Why is my overloaded << operator not working?

Question

I'm trying to understand how to properly overload the "<<" operator so that I can use

std::cout << my_object; 

to print useful debug messages. In particular, I need to have an implementation of << for each of my subclasses, so I'm declaring << to be virtual in the superclass.

Right now I'm stuck with the following piece of code

#include <iostream>

using namespace std;

class Shape {
public:
    virtual ~Shape() { };

    virtual ostream& operator<<(std::ostream &strm) = 0;
};

class Square : public Shape {
    int size;
public:
    Square() { size = 10; }
    ~Square() { }

    ostream& operator<<(std::ostream &strm) {
        return strm << "a square with size " << size;
    }
};

int main() {
    Square *my_square = new Square();

    cout << "my_square is " << my_square << "\n";
}

which (I think) should be working, but doesn't. What I get when using "<<" is that the pointer value of my_square gets printed, rather than the result of the overloaded << .

$ ./a.out 
my_square is 0xcacc20

What am I missing here?

Answer 1

operator<< can't be a member function. This is because of the order of the arguments. The stream has to come first.

When calling an overloaded operator, such as:

os << object;

the compiler will attempt to look up both

os.operator<<(object);

and

operator<<(os, object);

(The rules for this can be rather complex, I won't attempt to describe them here.)

Because the stream always comes on the left, your member function will never be found, since it would have to be called as:

object.operator<<(os);

You need to write a free function like:

ostream& operator<<(std::ostream &strm, Square const& square) {
    return strm << "a square with size " << square.size();
}

(where Square::size() returns the size member).

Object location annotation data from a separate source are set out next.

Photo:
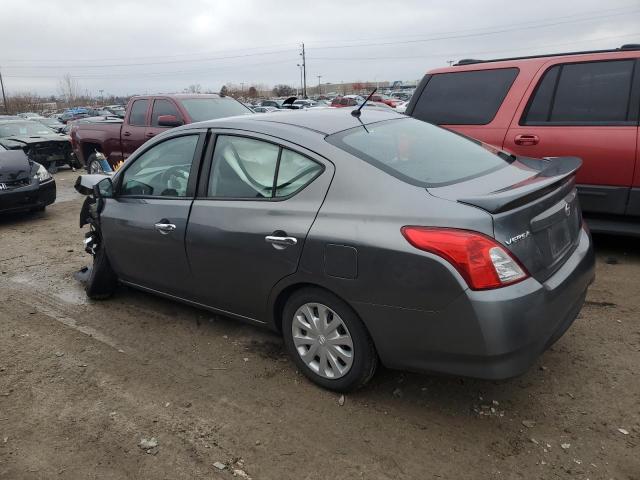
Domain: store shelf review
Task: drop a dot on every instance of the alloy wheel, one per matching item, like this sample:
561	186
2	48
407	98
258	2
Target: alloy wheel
322	340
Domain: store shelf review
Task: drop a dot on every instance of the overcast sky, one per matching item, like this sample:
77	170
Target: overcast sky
152	46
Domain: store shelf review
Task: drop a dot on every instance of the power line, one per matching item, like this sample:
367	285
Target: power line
450	37
473	53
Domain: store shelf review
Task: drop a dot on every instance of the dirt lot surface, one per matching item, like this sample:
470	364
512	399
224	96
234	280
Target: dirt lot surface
83	383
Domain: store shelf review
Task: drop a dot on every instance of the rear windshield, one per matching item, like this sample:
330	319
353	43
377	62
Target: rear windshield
464	98
418	152
201	109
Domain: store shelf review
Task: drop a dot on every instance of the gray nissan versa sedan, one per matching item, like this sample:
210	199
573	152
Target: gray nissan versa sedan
359	238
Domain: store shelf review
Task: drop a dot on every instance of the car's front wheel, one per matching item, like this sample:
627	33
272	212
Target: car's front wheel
328	341
102	280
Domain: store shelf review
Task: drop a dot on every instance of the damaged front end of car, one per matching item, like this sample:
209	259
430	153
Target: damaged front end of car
95	188
51	151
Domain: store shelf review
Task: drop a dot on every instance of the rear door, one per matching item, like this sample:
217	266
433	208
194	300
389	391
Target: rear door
134	128
257	201
470	101
588	110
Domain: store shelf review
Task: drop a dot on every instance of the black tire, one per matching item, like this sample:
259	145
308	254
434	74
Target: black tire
102	280
93	165
365	358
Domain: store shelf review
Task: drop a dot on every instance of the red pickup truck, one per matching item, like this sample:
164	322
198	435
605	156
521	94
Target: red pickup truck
104	142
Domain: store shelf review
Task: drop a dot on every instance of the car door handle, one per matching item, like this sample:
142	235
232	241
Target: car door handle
280	242
165	227
526	139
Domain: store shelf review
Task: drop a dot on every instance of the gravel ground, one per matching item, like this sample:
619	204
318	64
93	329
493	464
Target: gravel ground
140	387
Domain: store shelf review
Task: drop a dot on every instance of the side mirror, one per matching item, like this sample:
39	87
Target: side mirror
169	121
103	189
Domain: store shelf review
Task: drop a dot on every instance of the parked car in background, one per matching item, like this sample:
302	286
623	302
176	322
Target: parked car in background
38	142
52	123
271	103
25	185
101	145
29	115
399	242
261	109
402	106
71	116
583	104
392	102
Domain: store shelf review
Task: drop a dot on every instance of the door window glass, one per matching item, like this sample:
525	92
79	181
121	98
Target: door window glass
138	114
163	107
583	93
294	173
464	98
163	170
243	168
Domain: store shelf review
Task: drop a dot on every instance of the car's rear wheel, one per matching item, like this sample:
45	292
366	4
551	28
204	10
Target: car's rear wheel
102	280
93	164
328	341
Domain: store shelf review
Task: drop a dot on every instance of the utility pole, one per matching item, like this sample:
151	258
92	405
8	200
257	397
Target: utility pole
4	98
304	73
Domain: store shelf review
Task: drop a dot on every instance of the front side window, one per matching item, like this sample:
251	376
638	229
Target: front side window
139	113
464	98
419	153
200	109
163	107
583	93
161	171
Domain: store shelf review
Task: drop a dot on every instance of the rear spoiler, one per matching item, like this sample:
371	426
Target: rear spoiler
557	171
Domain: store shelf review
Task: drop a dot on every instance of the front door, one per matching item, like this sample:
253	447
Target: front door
587	110
144	225
134	128
250	220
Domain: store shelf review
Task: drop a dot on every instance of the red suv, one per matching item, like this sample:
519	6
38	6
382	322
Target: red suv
582	104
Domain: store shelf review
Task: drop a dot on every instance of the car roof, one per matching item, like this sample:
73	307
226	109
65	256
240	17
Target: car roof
325	121
538	60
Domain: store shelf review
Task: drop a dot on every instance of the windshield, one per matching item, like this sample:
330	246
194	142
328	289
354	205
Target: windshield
417	152
24	129
200	109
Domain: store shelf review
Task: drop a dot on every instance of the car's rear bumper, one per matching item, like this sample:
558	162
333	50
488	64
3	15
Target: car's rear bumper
36	195
492	334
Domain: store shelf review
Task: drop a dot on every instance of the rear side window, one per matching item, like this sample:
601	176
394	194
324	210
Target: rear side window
464	98
583	94
163	107
138	114
419	153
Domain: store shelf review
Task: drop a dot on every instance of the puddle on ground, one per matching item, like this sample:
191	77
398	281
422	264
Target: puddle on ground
72	294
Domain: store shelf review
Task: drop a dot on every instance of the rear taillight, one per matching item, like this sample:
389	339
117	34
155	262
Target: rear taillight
482	262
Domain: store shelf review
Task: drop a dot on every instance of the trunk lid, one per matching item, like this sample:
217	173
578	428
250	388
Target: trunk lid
535	210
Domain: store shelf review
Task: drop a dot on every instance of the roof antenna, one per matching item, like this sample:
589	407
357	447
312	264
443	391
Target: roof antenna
356	112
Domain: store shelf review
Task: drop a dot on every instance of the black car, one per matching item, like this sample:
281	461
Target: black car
38	142
24	184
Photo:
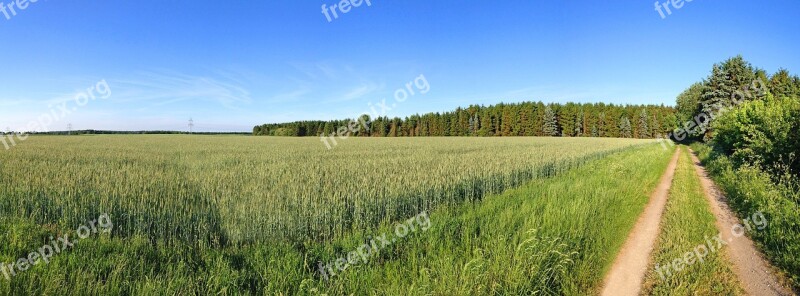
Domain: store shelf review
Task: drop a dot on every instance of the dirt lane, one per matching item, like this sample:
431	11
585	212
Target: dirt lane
627	273
753	271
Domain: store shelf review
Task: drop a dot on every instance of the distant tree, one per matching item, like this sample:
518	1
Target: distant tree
625	129
644	129
550	127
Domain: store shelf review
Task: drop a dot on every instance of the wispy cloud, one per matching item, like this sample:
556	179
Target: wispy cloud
164	88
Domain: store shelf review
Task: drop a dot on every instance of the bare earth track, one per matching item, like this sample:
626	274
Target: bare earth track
749	265
627	273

Then you need to remember to dereference your pointer too:

std::cout << *my_square << '\n';

Although I see no reason to be dynamically allocating my_square in this example anyway. Just stick it on the stack as a local variable.

---

If the aim here is ultimately to be able to print any Shape&, and have the printed output follow the "real" type, you would need to create:

virtual std::ostream& print(std::ostream&) const = 0;

in the Shape base class, and override it in each derived class, then have a free function:

std::ostream& operator<<(std::ostream& os, Shape const& shape)
{
    return shape.print(os);
}

---

It is often advised to make all binary operators on your type non-member functions, so that both arguments are treated equally, and the operation remains commutative. See Scott Meyers, Effective C++ (3rd Edition), Item 24, (or find a summary online).

Answer 2

As noted by others, the problem is that operator << can't be member function (because of the order of arguments). The canonical way to do this is to have operator <<(const Shape&) call a virtual function in Shape

class Shape {
    friend ostream& operator<<(std::ostream& str, const Shape& shape);
    virtual void do_print(ostream& str) = 0;
public:
    virtual ~Shape() { };
};

ostream& operator<<(std::ostream& str, const Shape& shape) {
    shape.do_print(str);
    return str;
}

Note that it is legal to have do_print be private, even though it is going to be (must be) overridden by derived classes. You could make it protected though if you like.